To help better understand how advisors approach client engagement, Littlechild has assembled an advisory board with deep ties into RIAs and planning firms, including, most recently, Matt Brinker, a long-time United Capital executive and currently managing partner at Merchant Investment Management. He joins others like Brian Portnoy, a psychologist focused on behavioral finance and the co-founder of Shaping Wealth, a firm that also seeks to help advisors better communicate with clients, and David Patchen, who oversees training and practice management for Raymond James Advisors.
Elizabeth Kigin, chief growth officer at Absolute Engagement, said the company views client needs and emotions as unique data points, ones that can differ between spouses, change with the markets and evolve over life events.
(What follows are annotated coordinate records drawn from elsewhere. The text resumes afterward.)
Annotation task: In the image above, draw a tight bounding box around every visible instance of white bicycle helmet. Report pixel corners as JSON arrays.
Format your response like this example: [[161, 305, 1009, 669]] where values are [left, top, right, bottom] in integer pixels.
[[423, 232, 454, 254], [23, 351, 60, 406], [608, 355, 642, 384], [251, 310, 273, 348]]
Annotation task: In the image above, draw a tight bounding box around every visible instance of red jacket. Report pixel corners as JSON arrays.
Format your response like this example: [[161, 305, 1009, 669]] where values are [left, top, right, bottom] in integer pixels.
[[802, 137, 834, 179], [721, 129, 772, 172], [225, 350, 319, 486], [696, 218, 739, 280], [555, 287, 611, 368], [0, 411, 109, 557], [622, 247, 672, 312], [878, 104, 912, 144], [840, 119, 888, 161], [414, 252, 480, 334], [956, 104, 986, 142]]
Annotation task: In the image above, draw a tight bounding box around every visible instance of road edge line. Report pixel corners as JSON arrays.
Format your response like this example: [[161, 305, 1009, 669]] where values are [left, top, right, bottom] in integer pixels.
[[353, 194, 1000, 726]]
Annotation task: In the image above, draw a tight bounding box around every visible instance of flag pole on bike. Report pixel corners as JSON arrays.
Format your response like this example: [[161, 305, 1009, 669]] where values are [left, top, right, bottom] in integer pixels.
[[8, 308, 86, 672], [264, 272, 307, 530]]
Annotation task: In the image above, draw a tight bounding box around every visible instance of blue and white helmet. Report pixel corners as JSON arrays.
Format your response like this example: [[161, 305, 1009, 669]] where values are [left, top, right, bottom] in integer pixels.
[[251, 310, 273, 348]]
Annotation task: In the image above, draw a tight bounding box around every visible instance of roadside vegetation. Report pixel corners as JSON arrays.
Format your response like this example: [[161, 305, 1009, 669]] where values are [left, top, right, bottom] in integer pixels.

When advisors fail to spot and respond to these mental states, the client relationship can stagnate, advisors miss opportunities to add value and sometimes proceed with planning based on wrong assumptions.
By keeping a regular “check-in” with clients through queries and prompts, advisors may spot red flags and could respond to concerns in real time, “but also capture that data over time so you can then reflect back to your clients how things have changed, how (the advisor has) led them through that journey and articulate the value of that,” she said.
The Engagement Engine framework is built on different modules, including Lead Connect, Prospect Connect, New Client Connect and Client Connect.
Lead Connect is the entry point and helps the prospect identify goals and measure their confidence in reaching them.
Potential clients can also invite their spouses or partners to answer the series of questions.
“We believe the best foot forward is actually getting to that emotional, personal state as soon as possible so that you can really represent your brand relative to what they need, rather than simply collect AUM and demographic data” which traditionally defines how an advisor approaches a prospect, said Kigin.
Questions look to rate prospects' confidence on reaching financial goals and the control they feel over their financial security. Clients are asked to rate their concerns about things like market volatility, elder care and their children's financial responsibility. This generates a “Confidence Index,” which is then measured against the spouse's responses to spot differences, and a "Concern Index'" to benchmark fears and pessimism.
As clients are onboarded and schedule meetings with their advisor, the prompts and queries continue with the hope of monitoring the confidence and concerns to inform the discussions and agendas.
On the advisor’s side, all the data is collected in an internal profile of the client. The Engine is connected to Calendly to schedule meetings and collect feedback.
Littlechild says future iterations of the Engagement Engine may tap into other parts of an advisor's tech stack. The CRM of course, but there are potential applications for risk profiling and portfolio management as well. Much will depend on guidance from the first wave of advisors signing up to use the engine.
Joe Martin, the chief client experience officer at $2 billion AUM RIA Summitry, said while his firm has been a client of Absolute Engagement for a long time, "what we were missing was a way to use client input in real time" to inform the client reviews with more relevant information. Having that data now, he hopes, will create more efficient and informed client reviews and meetings, stronger engagements and, ideally, referrals.